On June 23, 2016, the United States Supreme Court issued a landmark decision upholding the race-conscious admissions program at the University of Texas. Under UT’s plan, approximately 25% of an incoming class is filled through a combination of applicants’ “Academic Index” (SAT scores, high school grades) and their “Personal Achievement Index.” The Personal Achievement Index consists of a holistic review of numerous factors, including an applicant’s race. A student who was denied admission filed a lawsuit to challenge the program, claiming that UT’s consideration of race as a factor in admissions denied her rights under the Constitution’s Equal Protection Clause.

The Supreme Court–in a 4-3 vote (Justices Kennedy, Ginsburg, Breyer and Sotomayor were in the majority, Justices Thomas, Alito and Chief Justice Roberts dissented, and Justice Kagan did not participate)–decided that UT’s consideration of race as part of its admissions process did not violate the Constitution. Applying a “strict scrutiny” standard, the Court found that UT had articulated precise and concrete goals for its race-conscious admissions program (including combating stereotypes, promoting racial understanding and preparing students for a diverse workforce). The Court further found that UT had shown that the race-conscious program was narrowly-tailored to address these goals (the Court noted that consideration of race had only a minor impact on the number of minority students admitted to UT) and that race-neutral programs would not achieve UT’s diversity goals. However, the Supreme Court also sounded a cautionary note: it stressed that UT must continually evaluate its race-conscious admissions program to ensure that race plays no greater role than necessary to accomplish its diversity goals.

Justice Alito filed a lengthy dissent, arguing that the Court majority did not, in fact, apply a “strict scrutiny” standard of review but rather deferred in large part to UT’s asserted justifications for its admissions program without requiring UT to meet its burden to show that a race-conscious program was necessary and that the particular race-conscious program it put in place was narrowly-tailored to meet that necessity.

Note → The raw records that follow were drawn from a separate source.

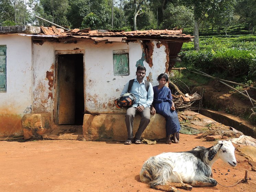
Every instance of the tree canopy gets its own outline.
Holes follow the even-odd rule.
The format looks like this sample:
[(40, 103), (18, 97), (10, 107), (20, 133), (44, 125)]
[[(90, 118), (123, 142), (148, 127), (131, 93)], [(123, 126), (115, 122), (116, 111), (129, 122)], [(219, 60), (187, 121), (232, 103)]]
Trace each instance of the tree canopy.
[(70, 28), (192, 27), (198, 50), (199, 32), (205, 28), (220, 34), (223, 27), (246, 23), (253, 33), (255, 13), (256, 0), (0, 0), (0, 26), (51, 25), (36, 15)]

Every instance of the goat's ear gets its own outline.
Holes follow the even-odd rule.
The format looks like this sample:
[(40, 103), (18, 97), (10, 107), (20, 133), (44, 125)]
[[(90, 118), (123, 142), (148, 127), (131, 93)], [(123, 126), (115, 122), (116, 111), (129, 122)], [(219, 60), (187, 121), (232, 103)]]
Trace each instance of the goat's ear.
[(213, 158), (214, 156), (217, 153), (218, 151), (221, 146), (223, 145), (222, 143), (219, 143), (217, 144), (215, 146), (213, 146), (209, 150), (209, 152), (208, 153), (208, 160), (211, 161)]

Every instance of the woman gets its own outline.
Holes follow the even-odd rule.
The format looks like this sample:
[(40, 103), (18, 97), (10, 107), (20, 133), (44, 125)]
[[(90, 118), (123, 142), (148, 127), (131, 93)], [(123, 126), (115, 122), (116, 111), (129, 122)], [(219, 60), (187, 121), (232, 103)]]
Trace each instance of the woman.
[(153, 115), (157, 113), (165, 118), (166, 143), (171, 143), (170, 135), (172, 134), (174, 142), (178, 143), (181, 125), (175, 110), (174, 104), (172, 101), (171, 90), (165, 86), (168, 82), (168, 77), (166, 74), (162, 73), (158, 76), (157, 80), (159, 84), (153, 87), (154, 100), (150, 112)]

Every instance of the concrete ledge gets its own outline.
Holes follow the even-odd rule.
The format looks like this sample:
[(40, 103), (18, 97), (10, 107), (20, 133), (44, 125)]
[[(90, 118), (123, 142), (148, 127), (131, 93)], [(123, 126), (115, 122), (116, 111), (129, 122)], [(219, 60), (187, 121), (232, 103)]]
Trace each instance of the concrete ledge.
[(202, 109), (200, 113), (226, 126), (229, 126), (242, 132), (246, 135), (256, 138), (256, 128), (255, 126), (245, 122), (240, 118), (219, 111)]
[[(113, 113), (93, 116), (84, 114), (83, 134), (86, 141), (112, 139), (124, 141), (127, 139), (127, 130), (125, 122), (125, 114)], [(159, 114), (151, 115), (150, 122), (141, 135), (147, 139), (165, 138), (165, 119)], [(139, 115), (135, 118), (133, 135), (140, 121)]]
[(24, 115), (21, 119), (24, 139), (42, 138), (50, 130), (51, 113), (29, 113)]

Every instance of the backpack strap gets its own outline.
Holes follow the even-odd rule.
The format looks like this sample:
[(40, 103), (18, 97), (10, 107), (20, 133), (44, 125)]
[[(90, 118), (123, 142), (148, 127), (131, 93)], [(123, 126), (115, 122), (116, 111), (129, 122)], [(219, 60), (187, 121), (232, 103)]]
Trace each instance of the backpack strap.
[(145, 83), (145, 87), (146, 88), (146, 90), (147, 92), (149, 91), (149, 82), (146, 80), (144, 80)]
[(130, 91), (131, 91), (131, 87), (132, 86), (133, 82), (134, 82), (134, 79), (131, 79), (129, 81), (129, 85), (128, 85), (128, 93), (130, 93)]
[[(128, 93), (130, 93), (130, 91), (131, 91), (131, 87), (133, 85), (133, 82), (134, 82), (134, 79), (132, 79), (130, 80), (129, 81), (129, 84), (128, 85)], [(146, 80), (144, 80), (144, 83), (145, 85), (145, 88), (146, 88), (146, 91), (147, 92), (148, 92), (149, 88), (149, 82)]]

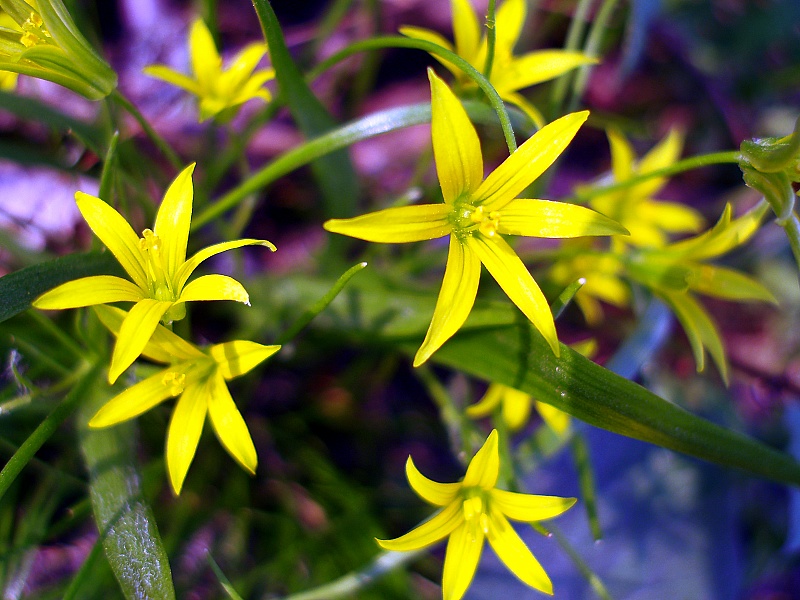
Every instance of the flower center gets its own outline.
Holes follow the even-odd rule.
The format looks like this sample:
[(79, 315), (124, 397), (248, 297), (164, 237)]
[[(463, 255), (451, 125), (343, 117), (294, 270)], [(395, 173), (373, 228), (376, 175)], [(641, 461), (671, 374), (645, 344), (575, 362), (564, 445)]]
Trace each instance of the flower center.
[(487, 211), (483, 206), (472, 206), (466, 202), (456, 202), (453, 207), (453, 231), (459, 239), (479, 231), (486, 237), (494, 237), (500, 225), (500, 212)]
[(20, 42), (26, 48), (37, 44), (46, 44), (50, 39), (50, 33), (44, 28), (44, 21), (35, 12), (31, 13), (28, 20), (22, 24), (22, 36)]

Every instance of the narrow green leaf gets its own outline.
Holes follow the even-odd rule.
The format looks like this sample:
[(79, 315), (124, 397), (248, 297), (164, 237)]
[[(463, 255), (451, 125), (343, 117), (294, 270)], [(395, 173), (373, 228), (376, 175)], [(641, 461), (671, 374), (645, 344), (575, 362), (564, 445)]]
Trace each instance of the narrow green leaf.
[(144, 498), (135, 461), (136, 427), (122, 423), (109, 429), (89, 429), (87, 425), (108, 398), (107, 388), (90, 393), (78, 413), (89, 496), (103, 549), (125, 598), (174, 600), (167, 552)]
[[(303, 74), (292, 60), (278, 18), (269, 1), (253, 0), (253, 6), (269, 46), (281, 99), (309, 138), (330, 131), (336, 126), (336, 122), (308, 87)], [(325, 216), (350, 217), (355, 214), (358, 180), (347, 153), (335, 152), (320, 158), (312, 164), (312, 169), (326, 200)]]
[(47, 290), (90, 275), (124, 273), (110, 252), (91, 252), (69, 254), (0, 277), (0, 323), (29, 309)]

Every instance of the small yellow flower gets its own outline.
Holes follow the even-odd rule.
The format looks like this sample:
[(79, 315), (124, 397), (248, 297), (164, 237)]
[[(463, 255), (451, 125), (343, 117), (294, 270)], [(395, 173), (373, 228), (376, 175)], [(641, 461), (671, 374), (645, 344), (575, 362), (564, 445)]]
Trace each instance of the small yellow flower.
[(648, 287), (675, 313), (689, 338), (697, 370), (703, 370), (704, 350), (708, 349), (726, 384), (728, 367), (722, 339), (693, 292), (726, 300), (776, 301), (768, 289), (747, 275), (704, 262), (750, 239), (767, 210), (768, 206), (762, 204), (732, 219), (728, 204), (708, 231), (663, 248), (643, 248), (627, 259), (627, 275)]
[[(119, 335), (125, 312), (110, 306), (94, 310), (103, 324)], [(183, 487), (206, 414), (225, 450), (245, 470), (255, 473), (256, 449), (225, 381), (244, 375), (279, 349), (237, 340), (201, 350), (159, 325), (142, 355), (169, 366), (109, 400), (89, 421), (89, 427), (116, 425), (178, 396), (167, 433), (166, 455), (175, 494)]]
[[(608, 131), (614, 182), (621, 182), (672, 165), (681, 154), (683, 135), (676, 129), (636, 161), (633, 148), (617, 130)], [(589, 206), (624, 225), (631, 232), (626, 243), (635, 246), (664, 246), (672, 233), (700, 231), (703, 217), (693, 208), (677, 202), (656, 200), (664, 177), (652, 177), (636, 185), (593, 197)]]
[[(453, 34), (455, 47), (439, 33), (420, 27), (401, 27), (400, 33), (410, 38), (433, 42), (458, 54), (476, 70), (483, 73), (486, 66), (487, 40), (481, 36), (481, 25), (469, 0), (451, 0), (453, 12)], [(567, 71), (585, 64), (597, 62), (580, 52), (565, 50), (540, 50), (514, 56), (514, 46), (519, 41), (525, 24), (527, 3), (525, 0), (506, 0), (497, 10), (495, 28), (494, 60), (489, 81), (500, 97), (518, 106), (531, 120), (541, 127), (541, 113), (528, 102), (519, 90), (543, 81), (554, 79)], [(459, 85), (473, 86), (472, 80), (453, 63), (434, 55), (456, 77)]]
[(275, 77), (275, 71), (253, 72), (267, 53), (265, 44), (249, 44), (234, 57), (227, 69), (223, 69), (211, 32), (202, 19), (197, 19), (189, 34), (189, 53), (194, 79), (165, 65), (151, 65), (144, 72), (197, 96), (201, 122), (211, 117), (224, 122), (248, 100), (261, 98), (269, 102), (272, 97), (263, 86)]
[(61, 0), (0, 0), (0, 8), (14, 22), (0, 27), (0, 71), (53, 81), (90, 100), (114, 90), (117, 74), (83, 38)]
[(133, 280), (110, 275), (67, 282), (37, 298), (42, 309), (78, 308), (110, 302), (134, 302), (122, 324), (108, 371), (114, 383), (142, 352), (159, 321), (169, 323), (186, 315), (184, 303), (196, 300), (235, 300), (247, 304), (242, 284), (227, 275), (204, 275), (187, 283), (204, 260), (233, 248), (259, 245), (275, 250), (266, 240), (242, 239), (215, 244), (186, 259), (192, 219), (192, 171), (186, 167), (170, 185), (152, 230), (137, 236), (125, 218), (100, 198), (77, 192), (83, 218)]
[(558, 355), (550, 306), (501, 234), (569, 238), (626, 233), (616, 222), (581, 206), (516, 197), (558, 158), (588, 113), (572, 113), (542, 128), (484, 179), (475, 127), (447, 84), (432, 70), (428, 75), (433, 153), (444, 203), (331, 219), (324, 227), (382, 243), (450, 236), (442, 289), (414, 366), (428, 360), (466, 320), (478, 291), (481, 263)]
[(470, 461), (461, 483), (437, 483), (420, 473), (409, 456), (406, 476), (420, 498), (441, 506), (431, 519), (394, 540), (377, 540), (386, 550), (408, 552), (450, 536), (444, 559), (444, 600), (459, 600), (478, 566), (484, 539), (503, 563), (527, 585), (546, 594), (553, 584), (508, 519), (531, 523), (556, 517), (575, 504), (575, 498), (534, 496), (497, 489), (500, 457), (497, 431)]

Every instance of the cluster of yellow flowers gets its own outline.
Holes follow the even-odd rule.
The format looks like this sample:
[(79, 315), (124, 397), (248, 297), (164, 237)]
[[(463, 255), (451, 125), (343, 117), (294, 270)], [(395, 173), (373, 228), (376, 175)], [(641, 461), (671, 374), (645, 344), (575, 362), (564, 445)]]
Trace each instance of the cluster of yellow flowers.
[[(507, 0), (497, 13), (496, 46), (494, 58), (489, 61), (488, 42), (481, 36), (478, 18), (469, 1), (452, 0), (451, 5), (454, 45), (438, 33), (419, 28), (405, 27), (401, 32), (454, 51), (487, 73), (500, 97), (521, 108), (538, 125), (538, 131), (484, 176), (475, 127), (456, 94), (429, 69), (432, 144), (443, 202), (388, 208), (324, 223), (330, 232), (380, 243), (449, 239), (441, 290), (425, 339), (414, 357), (414, 366), (426, 362), (467, 319), (477, 295), (481, 265), (558, 355), (560, 345), (547, 299), (505, 236), (560, 239), (613, 236), (602, 247), (586, 240), (565, 244), (561, 258), (549, 270), (549, 277), (562, 285), (569, 285), (579, 277), (586, 279), (575, 300), (589, 324), (602, 318), (600, 301), (627, 306), (631, 283), (648, 288), (669, 304), (682, 323), (698, 369), (703, 368), (704, 349), (708, 349), (727, 379), (720, 335), (692, 294), (773, 300), (763, 286), (747, 276), (704, 262), (746, 241), (758, 228), (766, 207), (737, 219), (732, 218), (730, 207), (726, 207), (715, 227), (698, 234), (703, 221), (696, 211), (654, 199), (665, 183), (663, 177), (651, 177), (608, 193), (592, 194), (590, 189), (588, 206), (520, 197), (559, 158), (587, 120), (588, 112), (567, 114), (545, 123), (542, 114), (519, 90), (595, 60), (581, 53), (556, 50), (514, 56), (513, 48), (525, 19), (525, 2)], [(3, 42), (0, 70), (51, 79), (89, 98), (102, 97), (113, 90), (116, 76), (77, 34), (61, 0), (40, 0), (36, 5), (22, 0), (0, 0), (0, 7), (10, 19), (6, 26), (0, 26)], [(145, 72), (196, 95), (201, 121), (214, 118), (224, 122), (250, 99), (270, 100), (270, 93), (263, 86), (274, 72), (255, 71), (266, 54), (263, 43), (248, 45), (228, 69), (223, 69), (208, 28), (197, 20), (191, 27), (189, 49), (193, 77), (163, 65), (148, 67)], [(472, 85), (455, 65), (438, 60), (453, 73), (458, 90)], [(68, 69), (67, 63), (80, 64), (82, 68)], [(621, 133), (610, 130), (608, 139), (612, 175), (617, 183), (669, 166), (678, 159), (682, 148), (682, 135), (673, 131), (637, 161), (631, 144)], [(184, 318), (187, 302), (249, 303), (247, 291), (229, 276), (204, 275), (190, 281), (203, 261), (247, 245), (275, 250), (266, 240), (240, 239), (210, 246), (187, 259), (193, 169), (194, 165), (190, 165), (178, 174), (164, 195), (152, 230), (145, 229), (141, 236), (105, 200), (77, 192), (81, 214), (129, 279), (113, 276), (79, 279), (45, 293), (34, 302), (41, 309), (95, 306), (98, 318), (117, 338), (108, 372), (111, 384), (139, 356), (166, 365), (162, 371), (110, 400), (89, 425), (108, 427), (177, 397), (166, 447), (170, 483), (176, 494), (181, 491), (196, 452), (206, 414), (230, 455), (247, 471), (255, 472), (256, 450), (225, 382), (249, 372), (280, 349), (277, 345), (243, 340), (200, 348), (171, 331), (171, 323)], [(600, 183), (592, 189), (598, 186)], [(672, 242), (670, 236), (675, 233), (697, 235)], [(106, 306), (117, 302), (133, 306), (128, 312)], [(590, 346), (582, 347), (581, 351), (593, 352)], [(493, 385), (468, 414), (486, 416), (502, 405), (503, 417), (510, 429), (516, 430), (527, 422), (533, 402), (522, 392)], [(552, 429), (566, 435), (568, 416), (548, 405), (538, 406)], [(497, 489), (496, 431), (492, 431), (474, 456), (460, 483), (441, 484), (425, 478), (410, 457), (406, 472), (419, 496), (441, 507), (441, 511), (398, 539), (379, 541), (381, 546), (408, 551), (449, 537), (444, 597), (457, 600), (472, 580), (483, 541), (487, 539), (522, 581), (552, 593), (549, 578), (508, 519), (525, 522), (549, 519), (567, 510), (575, 499)]]

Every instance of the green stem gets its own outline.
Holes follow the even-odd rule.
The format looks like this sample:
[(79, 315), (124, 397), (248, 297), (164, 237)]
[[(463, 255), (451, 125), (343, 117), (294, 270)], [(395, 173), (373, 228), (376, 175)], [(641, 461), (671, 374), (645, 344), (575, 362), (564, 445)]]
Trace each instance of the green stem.
[(176, 171), (180, 171), (183, 168), (183, 162), (178, 154), (170, 147), (169, 144), (167, 144), (164, 138), (156, 133), (156, 130), (153, 129), (150, 123), (147, 122), (147, 119), (144, 118), (144, 115), (139, 112), (139, 109), (136, 108), (136, 106), (130, 100), (123, 96), (119, 89), (115, 89), (113, 92), (111, 92), (109, 98), (113, 98), (117, 104), (119, 104), (134, 119), (136, 119), (136, 122), (139, 123), (147, 137), (150, 138), (150, 141), (156, 145), (156, 147), (161, 151), (161, 153)]
[(500, 119), (500, 126), (503, 128), (503, 137), (505, 137), (508, 151), (510, 154), (514, 153), (514, 151), (517, 149), (517, 142), (514, 138), (514, 129), (511, 127), (511, 119), (508, 116), (508, 111), (506, 110), (505, 104), (503, 104), (503, 100), (497, 93), (497, 90), (494, 89), (486, 77), (484, 77), (477, 69), (475, 69), (475, 67), (461, 58), (458, 54), (451, 52), (447, 48), (443, 48), (438, 44), (434, 44), (433, 42), (428, 42), (426, 40), (415, 40), (400, 36), (382, 36), (356, 42), (319, 63), (316, 68), (309, 72), (308, 78), (313, 80), (331, 68), (333, 65), (341, 62), (345, 58), (352, 56), (353, 54), (367, 50), (379, 50), (383, 48), (414, 48), (416, 50), (424, 50), (425, 52), (444, 58), (448, 62), (453, 63), (459, 69), (464, 71), (464, 73), (470, 79), (472, 79), (472, 81), (474, 81), (478, 87), (481, 88), (481, 90), (483, 90), (483, 93), (486, 94), (489, 103), (497, 113), (498, 119)]
[(494, 47), (497, 43), (497, 21), (495, 19), (495, 6), (497, 0), (489, 0), (486, 9), (486, 62), (483, 65), (483, 76), (491, 79), (492, 65), (494, 65)]
[(314, 590), (286, 596), (283, 600), (337, 600), (338, 598), (352, 598), (356, 592), (364, 589), (378, 578), (410, 563), (425, 552), (425, 549), (413, 552), (384, 552), (378, 555), (372, 564), (363, 571), (349, 573)]
[(75, 387), (64, 397), (61, 403), (56, 406), (49, 415), (42, 421), (34, 432), (28, 436), (19, 447), (11, 459), (0, 471), (0, 498), (8, 491), (11, 484), (22, 472), (39, 448), (50, 439), (56, 429), (67, 420), (72, 412), (78, 407), (80, 402), (86, 397), (86, 393), (96, 383), (100, 373), (100, 365), (93, 364), (83, 367), (86, 371), (75, 384)]
[(624, 190), (655, 177), (670, 177), (676, 173), (682, 173), (683, 171), (691, 171), (692, 169), (698, 169), (700, 167), (725, 163), (738, 164), (739, 152), (737, 150), (730, 150), (728, 152), (715, 152), (713, 154), (701, 154), (700, 156), (685, 158), (663, 169), (648, 171), (647, 173), (636, 175), (625, 181), (617, 181), (609, 185), (592, 187), (585, 192), (575, 194), (572, 198), (567, 199), (567, 201), (585, 203), (596, 196)]

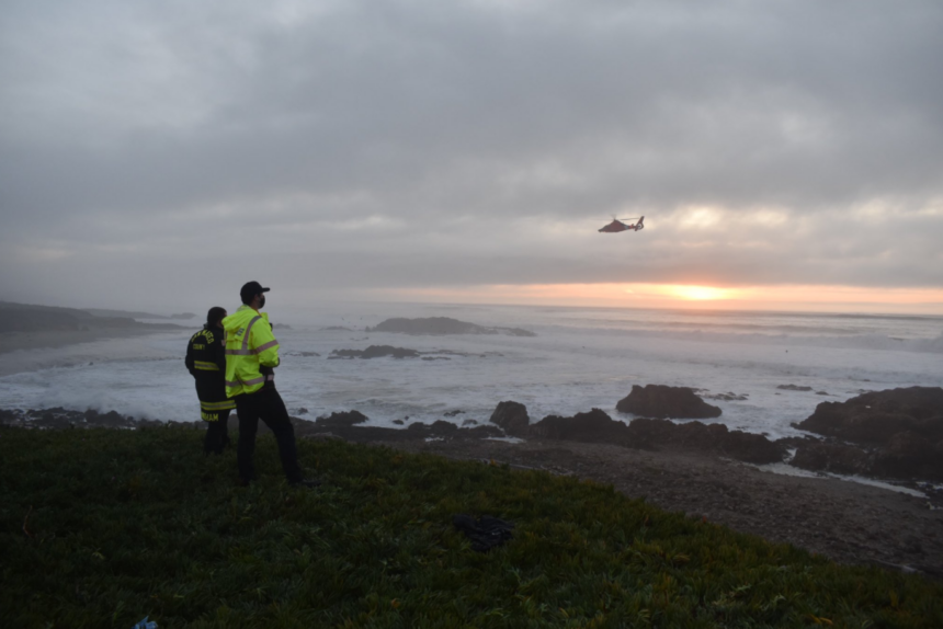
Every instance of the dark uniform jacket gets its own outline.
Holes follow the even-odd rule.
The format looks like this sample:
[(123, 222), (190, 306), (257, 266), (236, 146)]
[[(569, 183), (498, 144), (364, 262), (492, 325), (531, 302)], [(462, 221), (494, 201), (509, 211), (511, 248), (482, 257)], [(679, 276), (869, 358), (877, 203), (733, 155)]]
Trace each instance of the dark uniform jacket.
[(201, 416), (207, 422), (219, 419), (219, 411), (236, 408), (226, 397), (226, 344), (221, 328), (203, 325), (186, 344), (186, 368), (196, 379)]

Client Tip: While race-conscious admissions programs in public college admissions continue to be permissible, the Court’s warning that institutions have a “continuing obligation” to ensure that such programs is significant. Institutions should continue, both now and at regular intervals in the future, review any race-conscious admissions program to ensure that it complies with the standards the Supreme Court reiterated in Fisher.